Ποιειν Και Πραττειν - create and do

Notes on Modern Greek Poetry by Katerina Anghelaki Rooke

Oh! beauty, though you never gave yourself
to me completely, I still managed
to appropriate something of you.

Odysseus Elytis

 

Oh! Silent beauty, why can' t it seduce us again.

Yiannis Ritsos

 

 

In 1991, two books of poetry, by two major Greek poets, made their appearance on the Greek poetic scene: the posthumous work of Yiannis Ritsos, who died in 1990 at the age of 81, entitled Late, Very¨Late into the Night and a collection of 14 poems under the title: The Elegies of Oxopetra1 by Odysseus Elytis (he died 3 years later). Elytis complained in one of his very rare interviews that his book was received as a kind of farewell: “You would think that they were already in mourning” he said; “They isolate one line (‘the truth is given only in exchange for death') and they conclude that with these poems I try to come to terms with my death, as if I hadn' t been dealing with death in all my poetry!”.

Be that as it may, one cannot help noticing common points of reference in these two books written by two poets who otherwise could not be more different. This common ground is, obviously, offered by the proximity of death: “But how, in what way / can the unspoken be revealed?” asks Elytis, while Ritsos has “no suspicion any more but the certainty / that he is heading / for the deep nowhere, the absolute night / leaving to the world its landscapes full of light / with their poplars, birds and tiny angels”. Diametrically opposed also as types of writers, Ritsos leaves behind about 45 unpublished and more than 100 published collections of poems―not counting several volumes of prose and theatre―while Elytis used to let sometimes years of silence separate one book of poems from the next.

Ritsos was totally involved in the social cause and suffered years of exile and persecution for his communist beliefs. Elytis hardly ever made a public appearance, lived in his little flat in the heart of Athens and saw very few people. Ritsos in his poetry glorifies the everyday, insignificant detail, the old lady peeling peas and the humble objects in the room, the life of simple people who know only struggle and death. “That is all I wanted to say even if no one believes me!”. Ritsos wants to talk about “lilies not as symbols of innocence but as the fragrant plants they are / and of the olive tree not as the emblem of victory or peace but as a fruitful, providing mother / ... and me―he said―no myth at all, hero or god, but a simple worker / ... who writes incessantly about everybody and everything / and whose name is brief and easy to pronounce: Yiannis Ritsos”. Elytis said once: “I write, so that black won' t have the last word”. And Ritsos: “And he refuses to utter the unique and ultimate word: black ”.

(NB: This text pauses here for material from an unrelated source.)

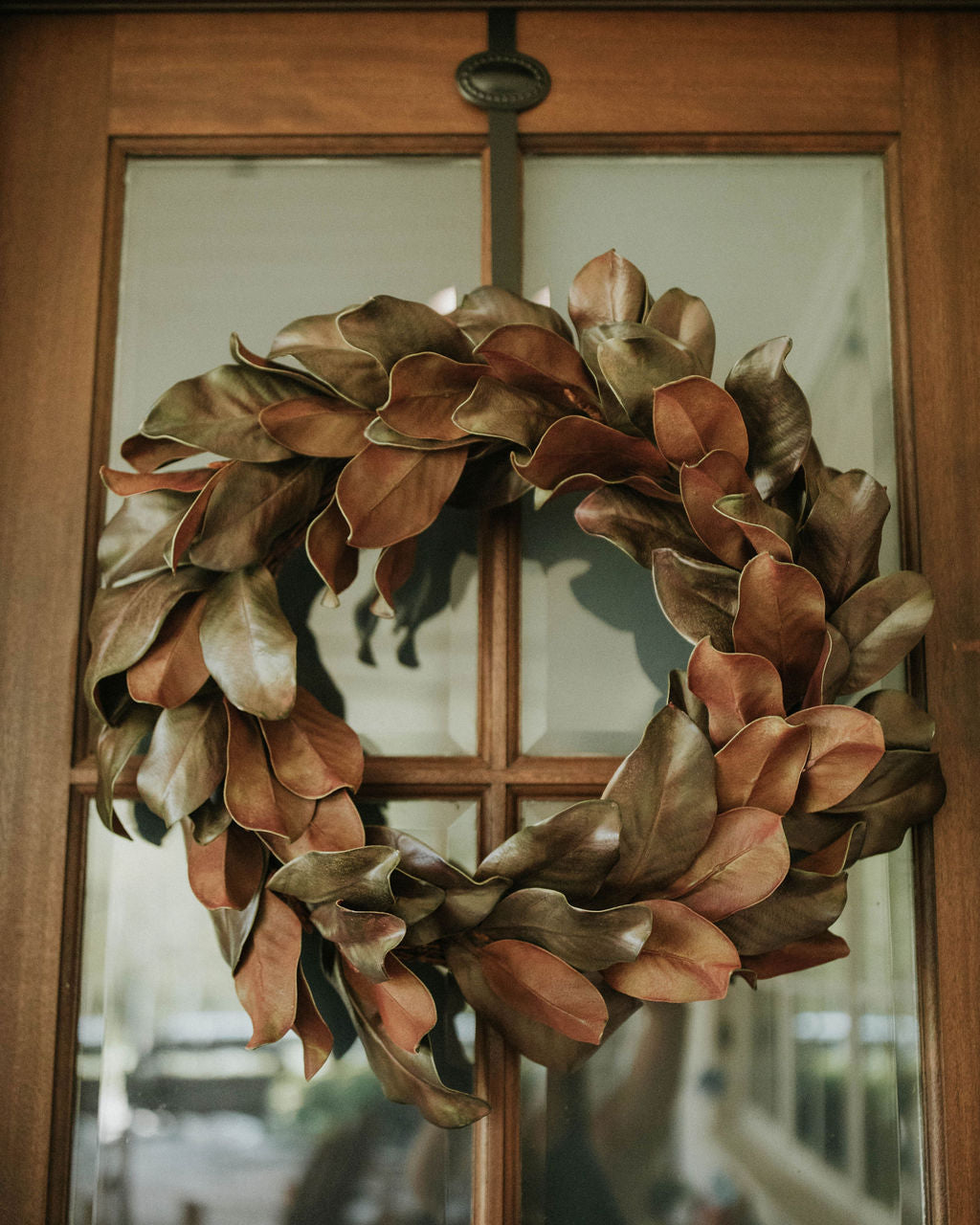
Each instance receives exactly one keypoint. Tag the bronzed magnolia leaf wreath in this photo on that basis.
(722, 843)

Ritsos is saying yes to life. A “yes” full of suffering and joy, truths and lies. “If I told you lies, it was not / that I wanted to deceive you / it was to protect you / from your own shadow”. Elytis is groping for the magic thread which will lead him to the heart of the mystery, the mystery of life, the mystery of Eleusis maybe. “We all finish equally last / Bitter saliva remains on your unshaken face / Some Greek letters struggling to find / a harmony amongst themselves so that / the word of your life the only one if ... ”. And Ritsos says about the poet: “No matter how deep he dips his hand into the darkness / his hand is never black. This hand is impermeable / to the night. When he goes (because we all go one day) / I think the sweetest smile will be left behind in this world, / which will incessantly say yes and again yes to all our eternal dashed hopes”.

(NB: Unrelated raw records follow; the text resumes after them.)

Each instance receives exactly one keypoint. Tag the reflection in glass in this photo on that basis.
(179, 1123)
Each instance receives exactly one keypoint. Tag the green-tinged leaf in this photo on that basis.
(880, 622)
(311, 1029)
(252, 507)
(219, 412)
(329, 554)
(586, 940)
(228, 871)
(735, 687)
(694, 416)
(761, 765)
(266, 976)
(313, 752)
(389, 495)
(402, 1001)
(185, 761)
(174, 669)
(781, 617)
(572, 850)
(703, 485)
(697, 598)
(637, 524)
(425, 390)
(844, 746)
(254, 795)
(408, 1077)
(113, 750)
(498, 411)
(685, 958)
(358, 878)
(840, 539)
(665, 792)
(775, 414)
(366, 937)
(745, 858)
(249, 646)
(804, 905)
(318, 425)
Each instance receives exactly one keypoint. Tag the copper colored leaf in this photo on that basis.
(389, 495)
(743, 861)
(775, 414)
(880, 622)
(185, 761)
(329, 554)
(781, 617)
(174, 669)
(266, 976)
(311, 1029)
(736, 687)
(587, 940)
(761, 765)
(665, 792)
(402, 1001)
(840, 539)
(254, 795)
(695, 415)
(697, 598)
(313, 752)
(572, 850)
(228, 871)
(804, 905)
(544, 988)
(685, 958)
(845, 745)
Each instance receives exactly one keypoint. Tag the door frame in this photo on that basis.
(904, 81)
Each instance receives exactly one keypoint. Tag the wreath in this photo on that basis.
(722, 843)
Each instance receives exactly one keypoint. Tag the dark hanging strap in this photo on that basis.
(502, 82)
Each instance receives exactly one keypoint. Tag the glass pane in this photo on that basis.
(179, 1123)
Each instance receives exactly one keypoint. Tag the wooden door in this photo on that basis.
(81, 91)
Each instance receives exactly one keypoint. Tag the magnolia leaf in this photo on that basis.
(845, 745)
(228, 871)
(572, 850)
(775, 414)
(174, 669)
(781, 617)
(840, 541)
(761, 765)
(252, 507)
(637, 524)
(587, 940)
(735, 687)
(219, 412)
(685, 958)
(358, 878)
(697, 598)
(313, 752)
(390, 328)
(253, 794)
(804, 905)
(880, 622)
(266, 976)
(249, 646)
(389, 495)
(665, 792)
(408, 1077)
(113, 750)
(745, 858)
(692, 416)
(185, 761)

If I have indulged in this game of ping-pong between Ritsos and Elytis, it is not only because I want to show that when death casts its shadow different kinds of poetry seem to converge. It is not even because both books, each one in its own way, are two very happy moments in Greek poetry today. It is mainly that I feel that with these two great poets we say good-bye to a certain element of Greek poetry, which may even have ceased to exist some time ago. I refer to a particular relationship between the Greek poet and the consciousness of his Greekness. Given the complex and tortuous nature of modern Greek history and the somehow insoluble problems of the Greek identity vis-à-vis the Western world, the poet (often capitalized) was the one who like a soothsayer or like a rhapsodist, like an historian or a psychoanalyst, a revolutionary or a conservative, was always the one who was trying to define, through his poetry, the position of a Greek soul in the modern world.

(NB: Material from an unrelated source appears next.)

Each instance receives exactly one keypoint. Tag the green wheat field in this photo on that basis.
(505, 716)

All major Greek poets have at some point probed this same area from different angles, methods and poetics. Already in the 1820’s, when the national poet of Greece―and the unsurpassable, for many, diamond of all modern Greek poetry―Dionysios Solomos was witnessing the struggle of the Greeks against the Ottoman empire, he was trying, through his poetic vision, to see clearly this newly born Greek consciousness which had to be already so mature as to fight for its existence. His approach was an ethical one. The concept of good and evil conceived in its pure form (Solomos was in essence a symbolist) was the one that would assist the Greeks in their struggle for freedom from the Turks and against temptation. What was the temptation? What else but the physical beauty of Greece which in all its spring splendour was there to lure the fighter away from death and into the arms of a sweet life.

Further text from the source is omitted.